(ORDO NEWS) — The New York Times published an article claiming that China, using a sophisticated surveillance system, is monitoring people who are not criminals, but who, in the opinion of the authorities, will become them. Who got on the list?
Artificial intelligence helps to persecute not only its own citizens, but also representatives of other nationalities, in which the country’s authorities see a threat.
Everything has gone so far that the police are now not only responding to threats that have already arisen, but also trying to predict future crimes and protests – everything is like in a movie.
The algorithms are supported by a wide network of surveillance cameras deployed throughout the country.
Who is under suspicion
More than 1.4 billion people are under close surveillance by the Chinese Communist Party today, according to a New York Times report.
They are “captured by police cameras that are installed everywhere from street corners and subway ceilings to hotel and apartment building lobbies.
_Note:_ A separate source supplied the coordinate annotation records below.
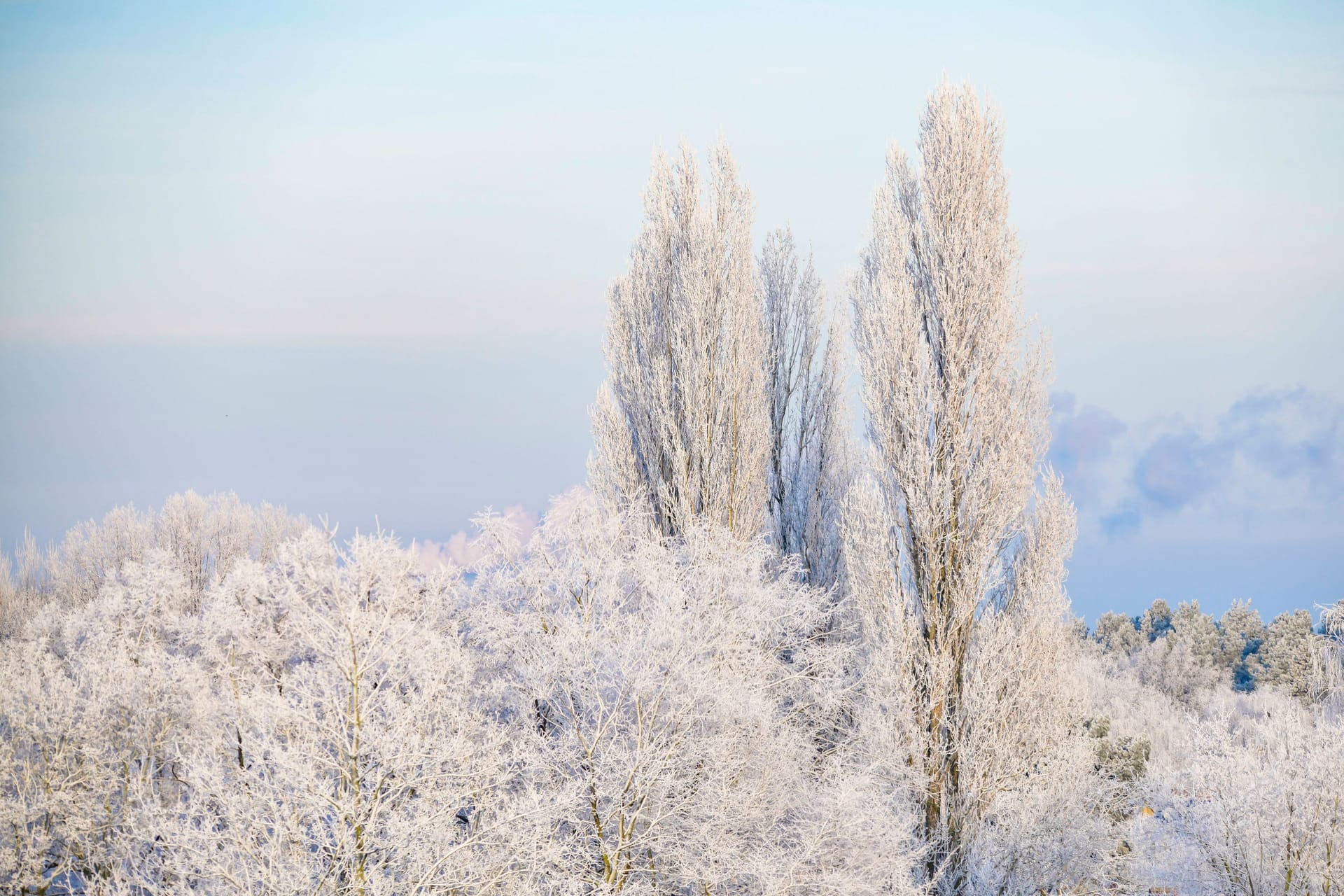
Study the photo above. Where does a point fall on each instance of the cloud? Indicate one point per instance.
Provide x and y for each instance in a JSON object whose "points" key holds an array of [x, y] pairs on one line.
{"points": [[1175, 470], [1273, 454], [464, 551], [1081, 444]]}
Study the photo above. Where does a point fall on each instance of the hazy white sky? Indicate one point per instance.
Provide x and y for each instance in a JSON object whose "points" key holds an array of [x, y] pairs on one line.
{"points": [[429, 186]]}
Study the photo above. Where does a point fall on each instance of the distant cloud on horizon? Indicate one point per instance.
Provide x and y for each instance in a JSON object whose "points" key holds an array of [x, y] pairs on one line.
{"points": [[1272, 453]]}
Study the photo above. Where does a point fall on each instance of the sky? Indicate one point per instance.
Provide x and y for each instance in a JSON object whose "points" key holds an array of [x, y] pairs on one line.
{"points": [[354, 260]]}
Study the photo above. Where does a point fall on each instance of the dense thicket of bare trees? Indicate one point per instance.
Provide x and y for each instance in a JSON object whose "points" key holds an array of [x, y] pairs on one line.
{"points": [[753, 660]]}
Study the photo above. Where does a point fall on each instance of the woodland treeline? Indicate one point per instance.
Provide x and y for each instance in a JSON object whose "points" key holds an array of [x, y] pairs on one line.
{"points": [[753, 656]]}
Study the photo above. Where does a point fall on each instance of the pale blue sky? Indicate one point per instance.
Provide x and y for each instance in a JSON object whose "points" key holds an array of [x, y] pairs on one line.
{"points": [[385, 235]]}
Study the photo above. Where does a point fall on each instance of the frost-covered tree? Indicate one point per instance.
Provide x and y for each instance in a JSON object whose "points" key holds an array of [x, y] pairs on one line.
{"points": [[1241, 633], [1195, 629], [683, 418], [670, 688], [809, 451], [1288, 653], [1268, 809], [1158, 621], [1117, 633], [953, 559]]}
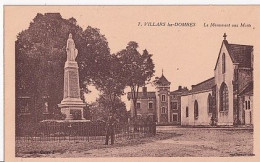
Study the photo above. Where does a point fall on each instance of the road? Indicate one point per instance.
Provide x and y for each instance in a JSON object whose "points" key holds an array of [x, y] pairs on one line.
{"points": [[182, 142]]}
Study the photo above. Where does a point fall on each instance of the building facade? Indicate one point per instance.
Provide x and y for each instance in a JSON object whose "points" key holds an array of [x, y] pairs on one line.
{"points": [[226, 98], [163, 106]]}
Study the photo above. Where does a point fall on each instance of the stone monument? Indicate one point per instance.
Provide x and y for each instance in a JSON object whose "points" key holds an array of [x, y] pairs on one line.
{"points": [[71, 105]]}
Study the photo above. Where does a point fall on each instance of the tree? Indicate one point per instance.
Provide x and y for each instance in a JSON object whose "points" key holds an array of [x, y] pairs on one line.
{"points": [[119, 108], [41, 53], [137, 69], [112, 84]]}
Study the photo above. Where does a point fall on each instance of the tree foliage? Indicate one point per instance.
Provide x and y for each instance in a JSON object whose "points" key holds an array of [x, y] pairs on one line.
{"points": [[41, 54], [100, 110]]}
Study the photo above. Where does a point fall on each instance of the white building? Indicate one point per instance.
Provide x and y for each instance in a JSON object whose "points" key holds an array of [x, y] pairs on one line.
{"points": [[226, 98]]}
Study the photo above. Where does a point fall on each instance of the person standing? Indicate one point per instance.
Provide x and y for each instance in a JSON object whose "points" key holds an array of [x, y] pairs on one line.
{"points": [[110, 129]]}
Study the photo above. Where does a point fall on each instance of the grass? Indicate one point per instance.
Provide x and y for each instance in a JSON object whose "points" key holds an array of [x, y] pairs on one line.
{"points": [[46, 148]]}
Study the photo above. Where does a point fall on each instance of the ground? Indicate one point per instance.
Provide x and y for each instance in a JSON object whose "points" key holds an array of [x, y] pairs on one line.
{"points": [[169, 142]]}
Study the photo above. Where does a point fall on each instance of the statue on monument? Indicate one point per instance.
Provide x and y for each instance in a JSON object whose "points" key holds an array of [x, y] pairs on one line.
{"points": [[71, 105], [72, 52]]}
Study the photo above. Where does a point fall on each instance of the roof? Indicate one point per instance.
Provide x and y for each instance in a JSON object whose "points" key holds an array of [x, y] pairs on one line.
{"points": [[202, 86], [248, 90], [162, 81], [141, 95], [240, 54]]}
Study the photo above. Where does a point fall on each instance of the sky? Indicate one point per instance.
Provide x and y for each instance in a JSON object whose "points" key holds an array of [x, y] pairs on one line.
{"points": [[187, 55]]}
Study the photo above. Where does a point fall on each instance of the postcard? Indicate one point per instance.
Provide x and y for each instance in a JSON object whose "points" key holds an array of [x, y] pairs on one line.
{"points": [[87, 83]]}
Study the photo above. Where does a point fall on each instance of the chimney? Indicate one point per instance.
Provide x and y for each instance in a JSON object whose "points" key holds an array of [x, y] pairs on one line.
{"points": [[145, 91]]}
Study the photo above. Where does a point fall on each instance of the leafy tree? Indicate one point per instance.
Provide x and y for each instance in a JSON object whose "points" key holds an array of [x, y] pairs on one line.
{"points": [[137, 69], [104, 106], [41, 53]]}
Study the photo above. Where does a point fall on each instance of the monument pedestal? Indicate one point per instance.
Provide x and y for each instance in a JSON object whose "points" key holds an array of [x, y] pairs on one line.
{"points": [[72, 105]]}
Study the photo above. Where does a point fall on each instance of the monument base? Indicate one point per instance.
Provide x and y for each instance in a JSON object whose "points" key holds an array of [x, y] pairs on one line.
{"points": [[72, 108]]}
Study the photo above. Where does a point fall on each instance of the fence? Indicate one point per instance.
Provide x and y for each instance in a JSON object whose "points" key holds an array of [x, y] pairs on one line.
{"points": [[72, 131]]}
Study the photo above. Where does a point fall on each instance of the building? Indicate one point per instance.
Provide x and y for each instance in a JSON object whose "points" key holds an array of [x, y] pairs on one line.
{"points": [[162, 105], [226, 98]]}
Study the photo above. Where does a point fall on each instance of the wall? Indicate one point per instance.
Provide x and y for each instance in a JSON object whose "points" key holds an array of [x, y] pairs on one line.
{"points": [[224, 118], [176, 98], [162, 118]]}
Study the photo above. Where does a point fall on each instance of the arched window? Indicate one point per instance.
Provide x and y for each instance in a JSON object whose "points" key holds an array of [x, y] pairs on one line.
{"points": [[223, 97], [187, 111], [223, 63], [210, 105], [196, 110]]}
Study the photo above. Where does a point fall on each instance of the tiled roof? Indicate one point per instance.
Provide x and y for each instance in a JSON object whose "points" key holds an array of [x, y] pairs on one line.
{"points": [[248, 90], [205, 85], [141, 95], [240, 54], [179, 91], [163, 81]]}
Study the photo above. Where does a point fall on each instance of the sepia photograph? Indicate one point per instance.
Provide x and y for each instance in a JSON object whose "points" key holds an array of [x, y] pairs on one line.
{"points": [[130, 81]]}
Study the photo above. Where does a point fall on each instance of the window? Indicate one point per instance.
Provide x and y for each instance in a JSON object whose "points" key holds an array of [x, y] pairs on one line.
{"points": [[223, 97], [150, 105], [173, 97], [174, 105], [163, 110], [174, 117], [163, 98], [138, 105], [187, 111], [196, 110], [223, 63], [210, 104]]}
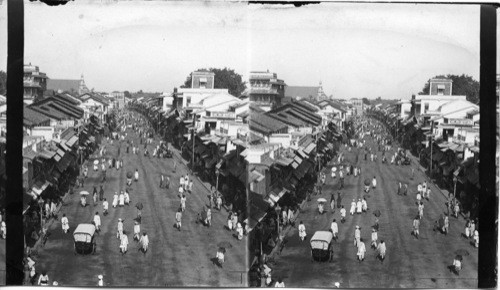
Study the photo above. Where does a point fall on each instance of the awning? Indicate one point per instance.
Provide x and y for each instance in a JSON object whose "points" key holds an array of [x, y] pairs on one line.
{"points": [[275, 195], [72, 141], [284, 161], [29, 155], [309, 148], [63, 164], [38, 189], [64, 147], [46, 154], [211, 163]]}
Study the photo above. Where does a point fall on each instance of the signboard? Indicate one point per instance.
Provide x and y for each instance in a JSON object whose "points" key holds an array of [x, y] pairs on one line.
{"points": [[461, 122]]}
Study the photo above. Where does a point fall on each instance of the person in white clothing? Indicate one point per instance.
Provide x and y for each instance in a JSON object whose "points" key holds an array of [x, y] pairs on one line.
{"points": [[137, 231], [115, 200], [381, 249], [183, 202], [357, 236], [97, 221], [374, 239], [136, 175], [476, 239], [119, 228], [121, 199], [144, 242], [302, 231], [359, 206], [361, 250], [239, 231], [353, 207], [64, 222], [343, 214], [335, 229], [220, 257], [457, 266], [123, 243], [126, 197], [105, 206], [279, 283]]}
Even their phones are tracked, their purchases are tracked and their online chats are censored.
However, the biggest concern of investigative journalists was that the government, known for its human rights violations, pays special attention to vulnerable groups such as ethnic minorities, labor migrants, people with mental illness and HIV diagnosis.
- It all started two years ago when China used AI and facial recognition to track down citizens infected with the coronavirus.
- At the time, the public raised concerns about infringements on privacy and consent.
- However, this is of little interest to the government, so it, according to the New York Times, began to purchase “technology that uses extensive surveillance data to predict crimes and protests before they happen.”
- The technology could alert police if a person found to be using drugs makes too many calls to the same number, or alert officers whenever a person with a history of mental illness approaches a school.
The source also mentions a situation in which, in 2020, authorities in southern China allegedly denied a woman’s request to move to Hong Kong to be with her husband after software warned that the marriage was allegedly a bogus one.
The investigation revealed that they “did not often go to the same place at the same time and did not spend the Spring Festivals together.” Then the police came to the conclusion that the marriage was fake to obtain a migration permit.
It is not yet clear whether any measures are applied to possible “violators” if the violation did not actually occur, but there are only assumptions of artificial intelligence.
The publication notes that such an approach to law enforcement can “automate systemic discrimination and political repression.”